Tuesday, March 17, 2015

Sins of the Past

Quick question.  How often to you allow OPM (Other People's Mistakes)  to influence your life and your decision making?

Let's face it, we are all an amalgam of all of our past experiences, good and bad.  We respond to the world and the people in it in ways that have been shaped by our innate nature, our upbringing, and our experiences.  Often, the experiences that shape us the most are the unpleasant ones.  Why do we allow this?

Are you the leader who makes people prove they deserve your trust?  Or, are you the leader who willingly gives trust and allows a person to reinforce your decision or make you change your mind? What leads you to make a person prove they "deserve" your trust?  Did they demonstrate that they are not trustworthy?  Or did someone else disrespect your trust and now you project that hurt and disillusionment on everyone else?

In my opinion, the single greatest challenge of leadership is honest introspection.  It is very difficult to analyze our own weaknesses; but it is necessary if you are going to be a good leader leading happy people.

For many, we use parental models for our leadership decision making.  While this can be a valuable construct, some things about it are flawed.  Important disclaimer needed:  If you are leading young adults (< 23) you may need to use a somewhat parental model.  I'll take the two paths separately.

You are leading a team that ranges in age from 17 to 35.  The 17 to 23 year old employees are still learning how the work world works.  It is not a matter of trusting or not trusting with developmental employees, it is sizing your expectations appropriately to their spot in the work world understanding curve.  Simple example.  In society in 2015, having a device in your hand or on your person that you check every few seconds is normal.  If my employees are public facing (cashiers, wait staff, bartender, teachers) the client expects the employee's attention.  As a leader, I have to clearly set the boundaries for personal device use.  I realize you may need to do this for all your employees, as the proliferation of personal devices has been relatively recent, but as a leader you will probably need to be more diligent in your oversight of your newer to the workplace employees, as they may be struggling to break a habit.

The premise that defeats many leaders and destroys the effort to create happy employees is that your employees are trying to:

  1. Get Over
  2. Lay on your leg
  3. Get away with something
Why in the world would you think that?  If you have an employee that has already demonstrated those behaviors, you have a responsibility to address that individual behavior with that individual employee head on.  The rest of your employees do not deserve to be punished for Other People's Mistakes.

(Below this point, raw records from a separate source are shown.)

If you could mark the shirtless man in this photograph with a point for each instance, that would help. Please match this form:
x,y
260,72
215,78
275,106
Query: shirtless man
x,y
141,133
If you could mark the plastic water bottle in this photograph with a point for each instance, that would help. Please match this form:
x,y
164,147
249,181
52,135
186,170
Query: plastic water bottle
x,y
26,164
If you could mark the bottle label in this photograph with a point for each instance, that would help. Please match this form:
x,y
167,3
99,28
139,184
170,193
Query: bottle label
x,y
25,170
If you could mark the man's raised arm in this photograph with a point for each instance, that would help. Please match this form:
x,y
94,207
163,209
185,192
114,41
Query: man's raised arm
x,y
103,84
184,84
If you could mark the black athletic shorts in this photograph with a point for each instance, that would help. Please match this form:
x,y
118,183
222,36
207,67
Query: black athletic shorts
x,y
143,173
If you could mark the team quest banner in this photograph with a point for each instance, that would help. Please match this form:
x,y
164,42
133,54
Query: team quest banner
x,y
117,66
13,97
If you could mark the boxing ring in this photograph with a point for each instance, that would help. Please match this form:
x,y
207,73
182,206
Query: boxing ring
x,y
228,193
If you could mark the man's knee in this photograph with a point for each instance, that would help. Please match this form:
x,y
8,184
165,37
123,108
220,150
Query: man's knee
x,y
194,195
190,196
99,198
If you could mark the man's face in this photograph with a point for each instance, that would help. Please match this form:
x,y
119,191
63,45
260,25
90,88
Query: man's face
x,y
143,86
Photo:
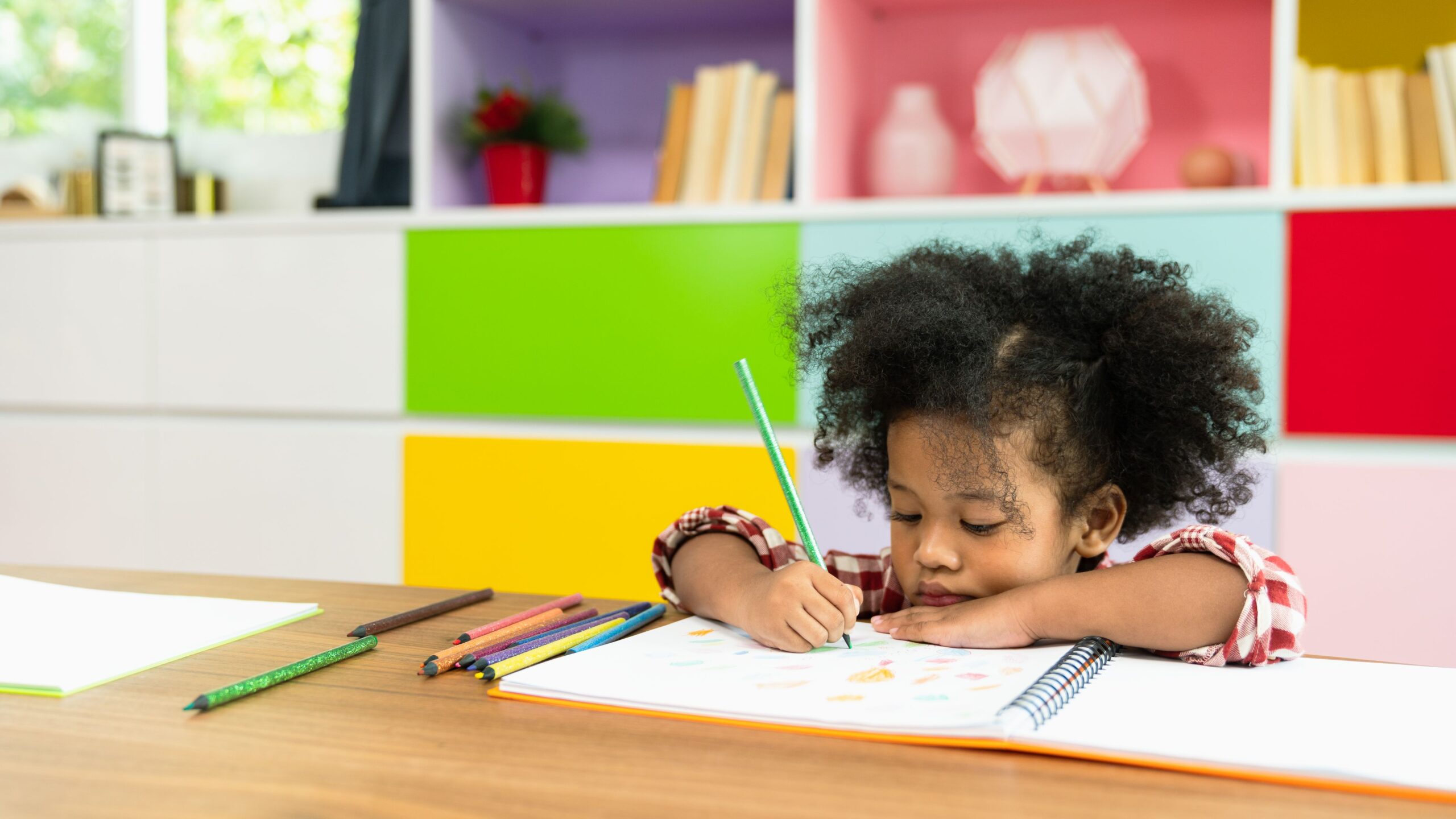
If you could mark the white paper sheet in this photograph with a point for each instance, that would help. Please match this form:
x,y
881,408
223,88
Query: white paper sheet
x,y
63,639
1331,719
700,667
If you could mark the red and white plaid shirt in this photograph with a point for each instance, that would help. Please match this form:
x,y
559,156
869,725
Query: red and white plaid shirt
x,y
1267,630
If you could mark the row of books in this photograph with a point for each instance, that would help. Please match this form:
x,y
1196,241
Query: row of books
x,y
727,138
1384,126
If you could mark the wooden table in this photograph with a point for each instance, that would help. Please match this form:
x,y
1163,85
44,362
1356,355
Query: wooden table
x,y
370,738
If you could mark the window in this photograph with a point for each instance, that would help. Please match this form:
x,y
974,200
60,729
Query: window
x,y
279,66
60,61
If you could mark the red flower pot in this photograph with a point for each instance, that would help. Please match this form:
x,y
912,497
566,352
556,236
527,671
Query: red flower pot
x,y
514,172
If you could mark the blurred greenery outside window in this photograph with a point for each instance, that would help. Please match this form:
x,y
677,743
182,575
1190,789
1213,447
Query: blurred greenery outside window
x,y
259,66
279,66
59,59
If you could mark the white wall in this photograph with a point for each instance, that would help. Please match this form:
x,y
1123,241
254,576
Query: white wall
x,y
222,403
266,172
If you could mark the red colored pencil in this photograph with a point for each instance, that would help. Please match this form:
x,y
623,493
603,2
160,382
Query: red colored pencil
x,y
491,646
482,630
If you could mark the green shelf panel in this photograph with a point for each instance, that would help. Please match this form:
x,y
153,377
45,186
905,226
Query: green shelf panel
x,y
599,322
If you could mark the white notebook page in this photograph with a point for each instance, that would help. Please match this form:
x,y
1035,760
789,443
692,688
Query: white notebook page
x,y
705,668
1321,717
64,639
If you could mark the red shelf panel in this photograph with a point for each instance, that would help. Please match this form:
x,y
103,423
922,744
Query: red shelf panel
x,y
1371,324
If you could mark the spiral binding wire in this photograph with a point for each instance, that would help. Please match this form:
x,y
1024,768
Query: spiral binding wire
x,y
1053,690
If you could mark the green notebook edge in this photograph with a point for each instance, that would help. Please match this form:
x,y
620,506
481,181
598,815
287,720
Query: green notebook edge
x,y
59,694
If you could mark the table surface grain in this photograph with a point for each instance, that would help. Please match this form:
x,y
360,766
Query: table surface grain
x,y
370,738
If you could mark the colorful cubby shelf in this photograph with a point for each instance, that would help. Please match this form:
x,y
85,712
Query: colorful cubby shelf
x,y
453,394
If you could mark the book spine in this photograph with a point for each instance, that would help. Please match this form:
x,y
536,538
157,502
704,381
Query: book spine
x,y
1060,684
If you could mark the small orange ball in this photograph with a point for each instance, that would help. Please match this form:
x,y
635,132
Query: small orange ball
x,y
1209,167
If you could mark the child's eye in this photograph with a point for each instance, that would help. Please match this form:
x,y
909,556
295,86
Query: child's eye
x,y
979,528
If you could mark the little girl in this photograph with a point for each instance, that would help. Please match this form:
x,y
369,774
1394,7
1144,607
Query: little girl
x,y
1017,413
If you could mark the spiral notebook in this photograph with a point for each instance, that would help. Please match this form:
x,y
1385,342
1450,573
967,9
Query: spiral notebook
x,y
1321,723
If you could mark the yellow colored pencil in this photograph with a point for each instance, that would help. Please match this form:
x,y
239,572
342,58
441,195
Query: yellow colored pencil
x,y
545,652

Happy employees know they are valued.  It is an impossible sell to tell people I don't trust you but I value you.  Let's go back to the personal device use.  For public facing employees, no matter their experience level, you have to make your expectations clear, and reinforce them with observation and feedback.

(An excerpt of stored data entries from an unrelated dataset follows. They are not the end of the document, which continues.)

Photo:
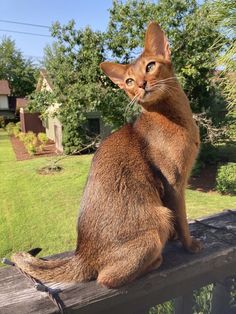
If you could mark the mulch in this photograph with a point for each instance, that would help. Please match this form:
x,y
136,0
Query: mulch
x,y
205,181
22,154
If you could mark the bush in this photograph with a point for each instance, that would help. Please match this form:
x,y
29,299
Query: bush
x,y
31,148
42,137
9,128
30,141
21,136
16,131
2,122
226,179
30,137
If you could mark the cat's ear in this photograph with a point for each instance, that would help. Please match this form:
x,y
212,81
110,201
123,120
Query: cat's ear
x,y
115,71
156,41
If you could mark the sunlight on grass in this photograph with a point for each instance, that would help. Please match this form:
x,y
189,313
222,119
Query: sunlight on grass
x,y
41,211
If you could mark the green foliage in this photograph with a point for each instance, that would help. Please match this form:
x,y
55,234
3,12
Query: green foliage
x,y
10,128
2,122
223,14
39,101
31,148
191,37
19,72
21,136
226,179
42,137
72,63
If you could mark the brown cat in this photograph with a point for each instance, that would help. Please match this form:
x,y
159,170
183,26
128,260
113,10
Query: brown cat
x,y
134,197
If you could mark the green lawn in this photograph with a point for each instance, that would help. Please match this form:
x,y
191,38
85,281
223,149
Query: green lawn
x,y
41,211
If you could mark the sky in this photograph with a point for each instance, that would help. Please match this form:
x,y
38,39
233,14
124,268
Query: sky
x,y
85,12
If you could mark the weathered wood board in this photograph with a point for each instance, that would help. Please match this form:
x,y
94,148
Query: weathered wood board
x,y
180,273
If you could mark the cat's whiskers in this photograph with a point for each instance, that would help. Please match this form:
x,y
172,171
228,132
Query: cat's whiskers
x,y
163,88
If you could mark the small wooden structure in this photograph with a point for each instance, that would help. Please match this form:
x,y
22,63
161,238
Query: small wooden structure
x,y
31,122
176,279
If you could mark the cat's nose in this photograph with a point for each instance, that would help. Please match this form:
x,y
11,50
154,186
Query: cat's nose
x,y
142,84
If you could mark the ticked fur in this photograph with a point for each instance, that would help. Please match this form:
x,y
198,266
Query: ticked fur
x,y
134,197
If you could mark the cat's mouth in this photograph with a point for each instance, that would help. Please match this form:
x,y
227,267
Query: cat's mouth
x,y
145,95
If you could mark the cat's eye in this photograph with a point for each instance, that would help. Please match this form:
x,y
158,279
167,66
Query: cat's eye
x,y
129,82
150,66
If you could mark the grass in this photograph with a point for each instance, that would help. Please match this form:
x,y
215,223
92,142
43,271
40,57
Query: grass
x,y
41,211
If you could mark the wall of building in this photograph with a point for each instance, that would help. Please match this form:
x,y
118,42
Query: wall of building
x,y
3,102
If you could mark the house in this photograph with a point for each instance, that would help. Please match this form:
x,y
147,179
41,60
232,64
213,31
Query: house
x,y
53,126
4,93
7,102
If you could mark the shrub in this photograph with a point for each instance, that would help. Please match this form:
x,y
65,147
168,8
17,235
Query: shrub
x,y
30,142
21,136
9,128
16,131
31,148
30,137
226,179
2,122
42,137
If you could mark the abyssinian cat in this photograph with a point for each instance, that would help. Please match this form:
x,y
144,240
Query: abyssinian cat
x,y
133,201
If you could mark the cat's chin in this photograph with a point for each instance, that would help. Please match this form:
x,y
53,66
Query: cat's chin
x,y
149,98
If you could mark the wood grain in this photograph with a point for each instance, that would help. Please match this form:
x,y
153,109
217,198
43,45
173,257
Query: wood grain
x,y
180,273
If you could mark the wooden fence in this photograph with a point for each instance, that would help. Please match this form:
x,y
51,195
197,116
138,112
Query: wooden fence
x,y
179,275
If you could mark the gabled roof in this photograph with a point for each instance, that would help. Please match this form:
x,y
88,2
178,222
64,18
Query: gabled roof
x,y
4,88
21,103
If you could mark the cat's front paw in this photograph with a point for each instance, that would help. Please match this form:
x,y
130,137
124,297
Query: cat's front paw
x,y
195,246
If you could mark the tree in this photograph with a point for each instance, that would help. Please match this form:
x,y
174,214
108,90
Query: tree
x,y
72,63
20,72
223,15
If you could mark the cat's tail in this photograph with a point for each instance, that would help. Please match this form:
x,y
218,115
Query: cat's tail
x,y
58,270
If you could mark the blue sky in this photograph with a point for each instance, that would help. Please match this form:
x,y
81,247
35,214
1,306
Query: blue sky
x,y
45,12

What about personal device use for non public-facing employees?  This is more of a challenge for many leaders.  There are environments where personal devices are logically restricted.   Do you want your surgeon answering a text mid-surgery?  The clear cases are easy - what about the rest?  I'm going to throw an idea out there that may sound crazy - but here it is.  If you have done your job as a leader, and have worked with your employees on SMART goals that have enough stretch, and you are holding your employees accountable to their goals, and providing the resources they need to reach their goals, you don't need to care about their personal device use beyond where it interferes with teamwork and courtesy.

For example, if you have an employee working independently on a project, what should matter to you is that they deliver their product on time and accurately.  If they Facebook five minutes an hour or Tweet eight times a day but deliver what you have agreed is a reasonable product - no harm - no foul.  However, if you have team meetings or team projects, you will have to establish boundaries for common courtesy.  Such as, no checking devices when someone is engaged in conversation with you, unless you have pre-warned people you may need to check.  (i.e. - my mom is in the hospital, I have to keep an eye on my phone.  My baby was lethargic this morning, my spouse will be calling if things escalate and a doctor visit is necessary.  I have furniture being delivered, the delivery people will call so I can meet them there, you get the drift).

Some people may accuse me at this point of allowing Other People's Mistakes to influence my instructions.  I look at this space a little differently.  We didn't need rules for this until recently.  I want to make my expectations clear so that everyone is on the same page, and we don't disrupt the functioning of the team because we have different expectations for normal.

Setting expectations is good. Expecting people to take advantage, be rude, be untrustworthy?  Not so good.   Expect the best of your employees.  Make sure you clearly state your expectations.  Make sure your expectations are grounded in purpose.  Why is a rule a rule?  The enemy of a healthy organization is arbitrary unexplainable rules.  Don't fall into the trap.

Next installment - Working Unsupervised

1 comment:

  1. Agree with everything you said . . . we all do it, whether it is at work or at home. Well, I am a gadget girl and love the tech, I believe it has really changed the dynamics of how people interact (or don't) . . . and not necessarily for the better.